Little is known about the Energy and Policy Institute’s sources of funding. However, one clue suggests the group is quietly funded by former Google CEO and Democratic billionaire donor Eric Schmidt.

Tax forms show that Schmidt’s private charity, the Schmidt Foundation, granted $4,321,250 to the Sustainable Markets Foundation in 2019, in part to support the Energy and Policy Institute.

But the Sustainable Markets Foundation, an environmentalist charity financed by major left-wing institutions including the Rockefeller Family Fund and the Tides Foundation, makes no reference to the Energy and Policy Institute in its tax filings.

Parker Thayer, an investigative researcher at the Capital Research Center, speculated that the Energy and Policy Institute may be a fiscally sponsored project of the Sustainable Markets Foundation. Such arrangements, Thayer explained, allow groups to operate in the shadows of an established nonprofit group while avoiding financial disclosures.
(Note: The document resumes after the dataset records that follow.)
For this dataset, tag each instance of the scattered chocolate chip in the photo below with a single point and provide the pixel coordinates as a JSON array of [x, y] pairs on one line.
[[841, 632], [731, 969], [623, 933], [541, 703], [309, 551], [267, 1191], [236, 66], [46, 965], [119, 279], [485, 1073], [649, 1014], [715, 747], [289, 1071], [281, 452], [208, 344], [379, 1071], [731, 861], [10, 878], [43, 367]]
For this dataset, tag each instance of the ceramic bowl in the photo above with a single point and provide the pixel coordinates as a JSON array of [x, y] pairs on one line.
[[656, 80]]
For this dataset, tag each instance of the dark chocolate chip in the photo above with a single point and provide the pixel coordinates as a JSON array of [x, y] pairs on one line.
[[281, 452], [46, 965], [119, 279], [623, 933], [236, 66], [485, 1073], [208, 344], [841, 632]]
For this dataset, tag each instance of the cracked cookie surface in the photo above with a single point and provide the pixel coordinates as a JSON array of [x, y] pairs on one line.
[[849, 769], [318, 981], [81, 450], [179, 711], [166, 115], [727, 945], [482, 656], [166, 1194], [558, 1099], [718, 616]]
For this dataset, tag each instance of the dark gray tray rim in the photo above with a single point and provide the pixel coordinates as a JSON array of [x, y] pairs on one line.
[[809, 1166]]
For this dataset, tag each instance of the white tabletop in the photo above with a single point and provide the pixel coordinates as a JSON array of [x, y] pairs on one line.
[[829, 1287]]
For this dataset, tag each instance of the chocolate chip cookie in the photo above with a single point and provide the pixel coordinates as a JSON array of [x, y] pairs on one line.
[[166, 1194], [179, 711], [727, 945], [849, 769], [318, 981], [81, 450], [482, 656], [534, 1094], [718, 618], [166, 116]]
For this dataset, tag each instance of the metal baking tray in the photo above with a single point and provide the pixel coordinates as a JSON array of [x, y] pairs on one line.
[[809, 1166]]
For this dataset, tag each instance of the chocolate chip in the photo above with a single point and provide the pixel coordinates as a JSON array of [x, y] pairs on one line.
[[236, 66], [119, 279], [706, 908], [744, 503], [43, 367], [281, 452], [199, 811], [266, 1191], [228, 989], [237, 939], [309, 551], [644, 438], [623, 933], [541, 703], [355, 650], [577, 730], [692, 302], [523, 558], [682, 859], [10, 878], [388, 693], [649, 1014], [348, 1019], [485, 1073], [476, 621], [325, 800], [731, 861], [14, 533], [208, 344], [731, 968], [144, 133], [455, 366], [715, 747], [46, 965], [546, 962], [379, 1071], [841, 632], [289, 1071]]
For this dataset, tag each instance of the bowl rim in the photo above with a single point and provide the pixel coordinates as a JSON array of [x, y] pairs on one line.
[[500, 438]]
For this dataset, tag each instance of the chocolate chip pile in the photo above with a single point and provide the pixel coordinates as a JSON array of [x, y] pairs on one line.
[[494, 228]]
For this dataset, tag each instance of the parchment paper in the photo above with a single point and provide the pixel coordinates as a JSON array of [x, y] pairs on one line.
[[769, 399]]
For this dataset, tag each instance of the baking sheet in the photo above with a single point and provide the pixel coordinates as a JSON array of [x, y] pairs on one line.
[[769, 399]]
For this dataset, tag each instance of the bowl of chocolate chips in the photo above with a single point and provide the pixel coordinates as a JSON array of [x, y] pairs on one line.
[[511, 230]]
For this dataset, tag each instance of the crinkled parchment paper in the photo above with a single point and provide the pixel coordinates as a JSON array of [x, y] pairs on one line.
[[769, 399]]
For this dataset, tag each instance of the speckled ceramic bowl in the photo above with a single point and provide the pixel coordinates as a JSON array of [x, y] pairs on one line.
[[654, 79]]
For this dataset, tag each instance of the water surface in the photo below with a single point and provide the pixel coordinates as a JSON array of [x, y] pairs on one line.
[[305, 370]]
The Sustainable Markets Foundation has a history of fiscally sponsoring nebulous green energy investigative operations. The Climate Investigations Center, whose research on climate issues was relied on by the New York Times and Los Angeles Times, is one such group sponsored by the Sustainable Markets Foundation, the Free Beacon reported.

The Energy and Policy Institute, the Sustainable Markets Foundation, and the Schmidt Foundation did not return requests for comment.